This just goes to show how even the seemingly most straightforward situation can get ensnared in tax issues. NIB is not unique in this position unfortunately.

AIB is also currently repaying customers for unauthorised charges made on transactions over a multi-year period and, only this week, mobile phone operator Vodafone announced plans to recompense 550,000 customers more than €2.6 million that they were overcharged in relation to phone use over a number of months.

The Vodafone payment also involves a compensatory payment.

I have spoken to NIB and it is clear that there is no DIRT tax issue involved here. The overcharging issues that it is now addressing relate to current accounts on which no interest would have been payable. The "interest" it is now paying you and others relates to the unsolicited use of your money over a period of time. As such, DIRT does not apply.

On capital acquisitions tax - and it would be capital acquisitions tax (CAT - otherwise known as inheritance tax) and not capital gains - I cannot say what the answer would be as your exposure to the tax depends on the size of your mother's estate and how it was apportioned.

However, I can confidently say that it is not worth either your time or the Revenue's in pursuing it. If anything, on the basis of the figures you give, you would be liable to €15 in CAT at most. Forget it, or if you wish, give the €15 to charity.

An Post

I was asked by my wife's aunt who lives in Perth, Australia, to investigate two bonds issued many years ago which have recently come to light. This lady, a widow, has been living in Perth for a number of years and before that in Johannesburg.

The first bond was for ESB 10 per cent premium stock 1980 and Computershare has now sent a cheque for this to the lady.

However, in regard to the second bond, a 9.5 per cent Investment certificate, the Post Office says it has no trace of this and suggests it was paid. However, my wife's aunt has sent me the original bond certificate.

Is she entitled to obtain payment at this stage as the holder of the document? She is certain she has not received the amount due.

Do you think that she is entitled to enforce payment? If you feel she has a claim, what action do you suggest? I enclose a copy of the bond with my original letter to An Post and its reply to me.

Mr J.F., Dublin

The big question here is whether or not this bond has already been repaid. It is not helped by the time lag.

This certificate was issued in 1977 and matured in 1982, when it was due to pay out a premium of 5 per cent. Holding the bond beyond this date didn't enable the lady for whom you are acting to secure any extra return on the investment.
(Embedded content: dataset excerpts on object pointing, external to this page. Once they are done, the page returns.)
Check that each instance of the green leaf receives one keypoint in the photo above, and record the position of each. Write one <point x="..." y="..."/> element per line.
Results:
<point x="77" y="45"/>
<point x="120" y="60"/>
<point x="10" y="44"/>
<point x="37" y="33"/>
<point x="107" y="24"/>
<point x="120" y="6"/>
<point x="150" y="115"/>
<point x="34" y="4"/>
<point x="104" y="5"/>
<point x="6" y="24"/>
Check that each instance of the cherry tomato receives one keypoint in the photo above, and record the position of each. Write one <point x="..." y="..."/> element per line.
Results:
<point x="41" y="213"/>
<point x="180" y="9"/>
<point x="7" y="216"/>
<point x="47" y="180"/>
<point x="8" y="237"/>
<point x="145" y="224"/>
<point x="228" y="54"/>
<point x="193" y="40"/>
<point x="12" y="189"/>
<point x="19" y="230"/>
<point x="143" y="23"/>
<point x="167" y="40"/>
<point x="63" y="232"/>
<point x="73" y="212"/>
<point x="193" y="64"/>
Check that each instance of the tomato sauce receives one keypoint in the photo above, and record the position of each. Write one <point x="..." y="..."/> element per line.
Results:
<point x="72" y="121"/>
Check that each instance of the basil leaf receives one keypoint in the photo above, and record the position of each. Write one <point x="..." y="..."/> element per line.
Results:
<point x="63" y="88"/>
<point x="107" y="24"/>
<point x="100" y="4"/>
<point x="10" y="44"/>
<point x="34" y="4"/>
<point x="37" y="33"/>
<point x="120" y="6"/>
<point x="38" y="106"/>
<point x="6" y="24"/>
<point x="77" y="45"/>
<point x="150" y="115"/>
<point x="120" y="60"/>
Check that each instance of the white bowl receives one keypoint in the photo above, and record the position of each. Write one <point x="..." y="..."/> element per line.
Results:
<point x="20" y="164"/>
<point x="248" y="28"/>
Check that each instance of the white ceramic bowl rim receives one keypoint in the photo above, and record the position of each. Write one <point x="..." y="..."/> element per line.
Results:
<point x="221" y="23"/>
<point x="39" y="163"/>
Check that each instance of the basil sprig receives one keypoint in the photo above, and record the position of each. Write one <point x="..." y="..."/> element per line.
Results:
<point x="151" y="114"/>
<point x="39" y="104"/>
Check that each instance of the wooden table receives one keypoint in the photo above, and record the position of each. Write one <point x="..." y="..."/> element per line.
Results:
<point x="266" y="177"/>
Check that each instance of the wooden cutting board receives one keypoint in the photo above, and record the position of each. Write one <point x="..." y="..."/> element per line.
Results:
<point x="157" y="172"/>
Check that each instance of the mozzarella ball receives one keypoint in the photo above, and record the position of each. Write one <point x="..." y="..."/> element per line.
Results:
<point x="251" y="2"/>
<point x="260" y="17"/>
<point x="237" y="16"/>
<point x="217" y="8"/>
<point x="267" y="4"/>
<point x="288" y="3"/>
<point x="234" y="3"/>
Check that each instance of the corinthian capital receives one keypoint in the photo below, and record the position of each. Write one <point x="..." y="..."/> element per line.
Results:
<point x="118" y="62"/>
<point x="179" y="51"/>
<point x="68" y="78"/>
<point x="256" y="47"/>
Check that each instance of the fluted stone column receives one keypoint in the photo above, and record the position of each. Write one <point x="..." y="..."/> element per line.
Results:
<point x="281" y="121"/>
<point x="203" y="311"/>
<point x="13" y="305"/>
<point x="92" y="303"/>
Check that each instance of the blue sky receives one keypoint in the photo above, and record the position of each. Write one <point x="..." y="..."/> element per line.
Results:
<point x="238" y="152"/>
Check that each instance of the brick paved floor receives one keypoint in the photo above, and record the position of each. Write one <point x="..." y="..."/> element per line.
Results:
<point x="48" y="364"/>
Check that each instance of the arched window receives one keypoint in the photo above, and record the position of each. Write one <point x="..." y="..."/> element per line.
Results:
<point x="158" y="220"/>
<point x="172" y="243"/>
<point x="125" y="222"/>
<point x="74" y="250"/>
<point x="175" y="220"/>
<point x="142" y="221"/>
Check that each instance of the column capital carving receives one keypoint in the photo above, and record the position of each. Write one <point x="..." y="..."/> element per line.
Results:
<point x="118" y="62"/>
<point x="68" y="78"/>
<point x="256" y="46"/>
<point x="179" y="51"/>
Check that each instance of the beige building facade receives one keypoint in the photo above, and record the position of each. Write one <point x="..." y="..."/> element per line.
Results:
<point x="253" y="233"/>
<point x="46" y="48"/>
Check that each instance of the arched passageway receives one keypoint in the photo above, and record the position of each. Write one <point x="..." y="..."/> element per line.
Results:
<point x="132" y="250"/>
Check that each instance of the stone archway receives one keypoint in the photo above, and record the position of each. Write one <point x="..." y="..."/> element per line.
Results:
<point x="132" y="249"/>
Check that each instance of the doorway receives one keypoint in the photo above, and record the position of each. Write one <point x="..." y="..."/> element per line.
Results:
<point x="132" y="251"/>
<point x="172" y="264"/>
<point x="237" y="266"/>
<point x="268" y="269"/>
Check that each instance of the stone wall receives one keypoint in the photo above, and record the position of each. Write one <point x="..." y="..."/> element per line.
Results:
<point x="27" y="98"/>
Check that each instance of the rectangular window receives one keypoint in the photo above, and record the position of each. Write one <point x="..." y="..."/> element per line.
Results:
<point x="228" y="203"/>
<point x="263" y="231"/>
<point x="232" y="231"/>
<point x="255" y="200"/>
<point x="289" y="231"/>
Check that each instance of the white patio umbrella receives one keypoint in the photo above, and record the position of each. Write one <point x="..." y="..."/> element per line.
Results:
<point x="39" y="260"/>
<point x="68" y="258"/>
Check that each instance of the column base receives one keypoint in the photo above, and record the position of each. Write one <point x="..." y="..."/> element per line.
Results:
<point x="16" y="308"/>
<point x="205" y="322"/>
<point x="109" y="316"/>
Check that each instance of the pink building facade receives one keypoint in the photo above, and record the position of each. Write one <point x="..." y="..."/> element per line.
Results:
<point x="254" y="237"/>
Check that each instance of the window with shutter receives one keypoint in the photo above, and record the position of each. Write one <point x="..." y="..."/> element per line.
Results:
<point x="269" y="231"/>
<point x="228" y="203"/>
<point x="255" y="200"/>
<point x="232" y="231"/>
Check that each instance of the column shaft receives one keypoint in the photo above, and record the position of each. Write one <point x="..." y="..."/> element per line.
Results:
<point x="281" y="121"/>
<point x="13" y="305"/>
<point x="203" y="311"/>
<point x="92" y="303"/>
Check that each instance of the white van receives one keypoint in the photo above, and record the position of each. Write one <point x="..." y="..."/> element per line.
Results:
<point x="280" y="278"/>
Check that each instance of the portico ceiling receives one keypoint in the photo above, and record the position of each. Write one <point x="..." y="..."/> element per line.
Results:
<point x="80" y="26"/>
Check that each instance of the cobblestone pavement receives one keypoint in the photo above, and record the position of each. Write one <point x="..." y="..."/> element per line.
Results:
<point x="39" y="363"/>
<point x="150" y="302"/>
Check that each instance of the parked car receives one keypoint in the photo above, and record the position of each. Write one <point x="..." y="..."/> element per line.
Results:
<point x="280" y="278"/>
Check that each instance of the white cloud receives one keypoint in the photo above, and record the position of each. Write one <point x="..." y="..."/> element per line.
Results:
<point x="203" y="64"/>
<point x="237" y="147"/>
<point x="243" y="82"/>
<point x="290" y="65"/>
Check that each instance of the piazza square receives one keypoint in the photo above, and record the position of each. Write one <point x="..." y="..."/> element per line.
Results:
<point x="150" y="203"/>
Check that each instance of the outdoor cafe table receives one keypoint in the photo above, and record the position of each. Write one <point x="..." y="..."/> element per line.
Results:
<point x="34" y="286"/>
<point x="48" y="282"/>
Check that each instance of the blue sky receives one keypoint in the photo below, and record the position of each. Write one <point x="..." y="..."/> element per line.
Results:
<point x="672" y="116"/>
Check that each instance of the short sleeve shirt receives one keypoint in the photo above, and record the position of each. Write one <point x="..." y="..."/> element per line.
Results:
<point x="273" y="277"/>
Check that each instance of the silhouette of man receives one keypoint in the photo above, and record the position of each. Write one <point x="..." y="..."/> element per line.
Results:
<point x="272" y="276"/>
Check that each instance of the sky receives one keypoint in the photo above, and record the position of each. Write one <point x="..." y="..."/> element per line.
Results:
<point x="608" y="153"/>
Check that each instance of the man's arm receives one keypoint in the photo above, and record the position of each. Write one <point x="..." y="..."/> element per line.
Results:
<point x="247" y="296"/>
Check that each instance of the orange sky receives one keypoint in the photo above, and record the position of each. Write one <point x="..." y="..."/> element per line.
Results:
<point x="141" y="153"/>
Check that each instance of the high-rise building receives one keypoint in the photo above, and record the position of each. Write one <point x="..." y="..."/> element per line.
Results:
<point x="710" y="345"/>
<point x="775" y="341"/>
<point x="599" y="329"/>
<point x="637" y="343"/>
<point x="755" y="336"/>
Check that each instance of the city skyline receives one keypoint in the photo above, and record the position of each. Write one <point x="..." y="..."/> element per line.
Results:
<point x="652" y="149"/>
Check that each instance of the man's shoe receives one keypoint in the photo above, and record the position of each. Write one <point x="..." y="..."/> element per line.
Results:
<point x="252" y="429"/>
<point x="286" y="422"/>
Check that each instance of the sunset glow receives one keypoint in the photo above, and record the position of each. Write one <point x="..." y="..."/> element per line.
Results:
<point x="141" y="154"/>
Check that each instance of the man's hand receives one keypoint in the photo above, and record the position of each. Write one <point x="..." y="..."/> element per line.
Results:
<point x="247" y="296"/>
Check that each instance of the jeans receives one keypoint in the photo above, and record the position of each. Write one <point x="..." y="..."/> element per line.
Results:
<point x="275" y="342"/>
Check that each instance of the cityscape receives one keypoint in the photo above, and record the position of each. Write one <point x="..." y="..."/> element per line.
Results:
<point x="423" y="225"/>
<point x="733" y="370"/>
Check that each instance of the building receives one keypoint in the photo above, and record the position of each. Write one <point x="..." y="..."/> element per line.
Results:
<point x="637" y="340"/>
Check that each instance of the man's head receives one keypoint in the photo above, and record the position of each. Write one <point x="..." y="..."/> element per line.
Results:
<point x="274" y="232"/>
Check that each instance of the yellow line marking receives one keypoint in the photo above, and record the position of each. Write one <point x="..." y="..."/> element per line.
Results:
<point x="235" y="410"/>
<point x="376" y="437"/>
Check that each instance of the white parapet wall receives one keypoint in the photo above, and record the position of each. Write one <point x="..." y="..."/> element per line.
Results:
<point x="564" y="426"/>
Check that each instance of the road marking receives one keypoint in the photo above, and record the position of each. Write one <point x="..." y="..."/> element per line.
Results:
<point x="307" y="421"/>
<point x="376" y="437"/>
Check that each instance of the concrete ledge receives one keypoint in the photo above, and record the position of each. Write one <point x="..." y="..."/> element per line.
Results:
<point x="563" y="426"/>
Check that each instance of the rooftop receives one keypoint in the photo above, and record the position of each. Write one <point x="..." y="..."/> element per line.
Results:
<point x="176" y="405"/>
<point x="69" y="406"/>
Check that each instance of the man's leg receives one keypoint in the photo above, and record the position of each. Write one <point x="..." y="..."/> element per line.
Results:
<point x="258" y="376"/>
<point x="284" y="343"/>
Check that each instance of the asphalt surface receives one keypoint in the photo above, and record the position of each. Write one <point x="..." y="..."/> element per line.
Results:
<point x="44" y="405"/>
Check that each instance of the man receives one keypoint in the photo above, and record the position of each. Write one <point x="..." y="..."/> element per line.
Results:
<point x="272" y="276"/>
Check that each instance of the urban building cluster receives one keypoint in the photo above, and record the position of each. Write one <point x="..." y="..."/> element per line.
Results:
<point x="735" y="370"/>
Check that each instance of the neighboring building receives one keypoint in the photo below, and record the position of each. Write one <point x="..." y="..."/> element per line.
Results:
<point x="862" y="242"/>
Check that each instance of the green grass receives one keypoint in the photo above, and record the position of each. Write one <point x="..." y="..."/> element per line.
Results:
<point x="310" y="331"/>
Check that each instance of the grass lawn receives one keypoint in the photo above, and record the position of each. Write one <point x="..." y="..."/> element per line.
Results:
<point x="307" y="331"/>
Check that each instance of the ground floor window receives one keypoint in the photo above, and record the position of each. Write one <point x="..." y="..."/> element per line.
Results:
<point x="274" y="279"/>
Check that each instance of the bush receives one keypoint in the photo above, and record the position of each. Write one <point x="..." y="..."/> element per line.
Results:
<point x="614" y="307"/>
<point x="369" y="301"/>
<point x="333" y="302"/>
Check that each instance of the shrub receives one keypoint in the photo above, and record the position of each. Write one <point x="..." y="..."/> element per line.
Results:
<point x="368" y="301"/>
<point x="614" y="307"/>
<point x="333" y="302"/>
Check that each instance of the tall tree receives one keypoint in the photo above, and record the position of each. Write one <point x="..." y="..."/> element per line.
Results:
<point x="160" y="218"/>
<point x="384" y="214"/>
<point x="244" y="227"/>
In your favour, the fact that the ESB paid the other bond may lead one to think that these bonds have simply been lying somewhere gathering dust and are due for payment upon presentation.

A significant point in this lady's favour is that this investment was for what was, in 1977, a significant sum and it is unlikely although not impossible that she would have cashed an investment of this scale and subsequently forgotten about it.

You would imagine that the fact that the lady for whom you are acting holds the original certificate would be a clincher. However, An Post tells me that possession of the certificate does not necessarily mean that it has not repaid the amount owed at some point. A spokesman says it is not unusual for customers seeking repayment to have mislaid a certificate.

More significantly, in the mid-1990s, An Post computerised its records. As part of that exercise, all "live" accounts at the time - even ones as historic as this investment - should have been transferred to the new system. The details of this certificate do not appear on the computerised records, leading An Post to surmise that it must have been repaid.

Having said that, it has confirmed to me that it will be carrying out a search of its archived manual records to confirm whether the certificate was encashed or simply passed over in the computerisation process.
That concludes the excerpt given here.